Running HiGHS 1.7.2 (git hash: 5ce7a2753): Copyright (c) 2024 HiGHS under MIT licence terms
Coefficient ranges:
  Matrix [1e+00, 1e+00]
  Cost   [4e+01, 3e+02]
  Bound  [0e+00, 0e+00]
  RHS    [5e+01, 6e+02]
Presolving model
6 rows, 8 cols, 16 nonzeros  0s
6 rows, 8 cols, 16 nonzeros  0s
Presolve : Reductions: rows 6(-0); columns 8(-0); elements 16(-0) - Not reduced
Problem not reduced by presolve: solving the LP
Using EKK dual simplex solver - serial
  Iteration        Objective     Infeasibilities num(sum)
          0     0.0000000000e+00 Pr: 4(950) 0s
          5     9.0000000000e+04 Pr: 0(0) 0s
Model   status      : Optimal
Simplex   iterations: 5
Objective value     :  9.0000000000e+04
HiGHS run time      :          0.00


**(f)** What is new optimal solution? 

In [31]:
objective_value(transport_revised)

90000.0

In [32]:
optimal_solution_revised = DataFrame([(p, m, value(Y[p, m])) for p in P for m in M_revised if value(Y[p, m]) > 0], [:Plant, :Market, :Quantity])

Row,Plant,Market,Quantity
Unnamed: 0_level_1,String,String,Float64
1,trenton,princeton,75.0
2,trenton,philadelphia,275.0
3,newark,newyork,325.0
4,newark,princeton,225.0
5,newark,newbrunswick,50.0


In [33]:
solution_summary(transport_revised, verbose=true)

* Solver : HiGHS

* Status
  Result count       : 1
  Termination status : OPTIMAL
  Message from the solver:
  "kHighsModelStatusOptimal"

* Candidate solution (result #1)
  Primal status      : FEASIBLE_POINT
  Dual status        : FEASIBLE_POINT
  Objective value    : 9.00000e+04
  Objective bound    : 0.00000e+00
  Relative gap       : Inf
  Dual objective value : 9.00000e+04
  Primal solution :
    Y[newark,newbrunswick] : 5.00000e+01
    Y[newark,newyork] : 3.25000e+02
    Y[newark,philadelphia] : 0.00000e+00
    Y[newark,princeton] : 2.25000e+02
    Y[trenton,newbrunswick] : 0.00000e+00
    Y[trenton,newyork] : 0.00000e+00
    Y[trenton,philadelphia] : 2.75000e+02
    Y[trenton,princeton] : 7.50000e+01
  Dual solution :
    cDemand[newbrunswick] : 9.00000e+01
    cDemand[newyork] : 4.50000e+01
    cDemand[philadelphia] : 2.25000e+02
    cDemand[princeton] : 1.35000e+02
    cSupply[newark] : 0.00000e+00
    cSupply[trenton] : -9.00000e+01

* Work counters
  Solve time (sec)   : 7

**(j)** Interpret this result in the markdown cell below.
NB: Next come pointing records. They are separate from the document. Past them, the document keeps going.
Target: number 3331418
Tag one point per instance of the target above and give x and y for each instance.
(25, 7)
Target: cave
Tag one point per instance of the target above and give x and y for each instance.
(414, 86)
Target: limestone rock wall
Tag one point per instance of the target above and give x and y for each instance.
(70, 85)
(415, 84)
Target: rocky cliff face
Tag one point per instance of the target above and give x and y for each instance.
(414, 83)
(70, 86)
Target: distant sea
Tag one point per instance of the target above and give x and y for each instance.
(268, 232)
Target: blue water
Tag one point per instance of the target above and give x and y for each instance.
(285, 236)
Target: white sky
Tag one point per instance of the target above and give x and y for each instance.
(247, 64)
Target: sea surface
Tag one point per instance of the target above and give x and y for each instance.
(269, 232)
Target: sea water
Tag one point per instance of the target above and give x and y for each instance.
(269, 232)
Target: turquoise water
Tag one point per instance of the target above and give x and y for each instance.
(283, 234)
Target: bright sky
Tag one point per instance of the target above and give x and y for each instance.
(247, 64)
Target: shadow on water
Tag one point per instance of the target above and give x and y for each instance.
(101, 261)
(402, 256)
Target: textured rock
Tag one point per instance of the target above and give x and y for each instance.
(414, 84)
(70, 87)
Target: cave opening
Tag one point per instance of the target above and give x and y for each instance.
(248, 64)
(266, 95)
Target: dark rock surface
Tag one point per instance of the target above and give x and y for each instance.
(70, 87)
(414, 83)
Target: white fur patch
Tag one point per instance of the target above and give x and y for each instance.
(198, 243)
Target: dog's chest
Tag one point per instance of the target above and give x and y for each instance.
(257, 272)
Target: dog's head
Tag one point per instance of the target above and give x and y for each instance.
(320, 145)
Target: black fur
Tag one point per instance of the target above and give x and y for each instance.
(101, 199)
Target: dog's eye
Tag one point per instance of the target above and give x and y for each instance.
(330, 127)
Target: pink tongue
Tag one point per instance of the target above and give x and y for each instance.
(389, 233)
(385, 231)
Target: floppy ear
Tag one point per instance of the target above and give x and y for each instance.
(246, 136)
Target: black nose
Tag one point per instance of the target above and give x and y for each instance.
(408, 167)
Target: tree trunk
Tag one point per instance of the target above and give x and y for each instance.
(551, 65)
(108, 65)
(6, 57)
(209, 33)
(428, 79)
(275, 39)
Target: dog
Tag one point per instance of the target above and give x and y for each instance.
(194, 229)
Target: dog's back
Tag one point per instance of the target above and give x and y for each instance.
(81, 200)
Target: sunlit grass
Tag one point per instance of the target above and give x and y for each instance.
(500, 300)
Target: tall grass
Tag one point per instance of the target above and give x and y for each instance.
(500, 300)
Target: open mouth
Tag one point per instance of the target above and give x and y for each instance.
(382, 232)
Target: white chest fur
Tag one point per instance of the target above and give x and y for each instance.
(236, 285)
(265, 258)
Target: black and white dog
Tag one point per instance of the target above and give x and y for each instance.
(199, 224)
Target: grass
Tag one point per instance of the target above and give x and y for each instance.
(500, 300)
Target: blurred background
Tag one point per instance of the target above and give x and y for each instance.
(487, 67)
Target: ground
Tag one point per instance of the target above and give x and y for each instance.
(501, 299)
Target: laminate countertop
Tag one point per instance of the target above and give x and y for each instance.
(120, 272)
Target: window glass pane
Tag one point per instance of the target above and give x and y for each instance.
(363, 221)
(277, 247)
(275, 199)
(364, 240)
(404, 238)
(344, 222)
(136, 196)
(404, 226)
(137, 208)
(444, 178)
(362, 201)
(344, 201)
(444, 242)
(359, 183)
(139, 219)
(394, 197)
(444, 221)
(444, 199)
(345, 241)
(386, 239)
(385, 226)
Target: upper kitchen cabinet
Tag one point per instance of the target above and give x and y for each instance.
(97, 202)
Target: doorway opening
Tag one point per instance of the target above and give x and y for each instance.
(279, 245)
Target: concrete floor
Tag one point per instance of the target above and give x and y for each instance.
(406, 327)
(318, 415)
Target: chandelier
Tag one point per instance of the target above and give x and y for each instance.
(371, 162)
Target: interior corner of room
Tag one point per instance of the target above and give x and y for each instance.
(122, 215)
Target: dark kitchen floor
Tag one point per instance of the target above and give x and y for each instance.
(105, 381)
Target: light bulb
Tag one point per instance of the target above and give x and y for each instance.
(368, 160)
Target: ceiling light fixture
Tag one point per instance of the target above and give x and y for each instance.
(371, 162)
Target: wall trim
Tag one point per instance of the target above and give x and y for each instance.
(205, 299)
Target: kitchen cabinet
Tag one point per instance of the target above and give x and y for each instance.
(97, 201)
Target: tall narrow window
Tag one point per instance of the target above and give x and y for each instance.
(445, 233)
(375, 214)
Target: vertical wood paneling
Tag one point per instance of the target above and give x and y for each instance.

Which facility or facilities supplies the demand in New Brunswick? Does this result make sense? Why?

Newark supplies New Brunswick despite both plants being equidistant from New Brunswick. This is because Newark has more capacity than Trenton and all of Trenton's capacity is better served by supplying Philadelphia, to which it's closer. So Newark supplies New Brunswick.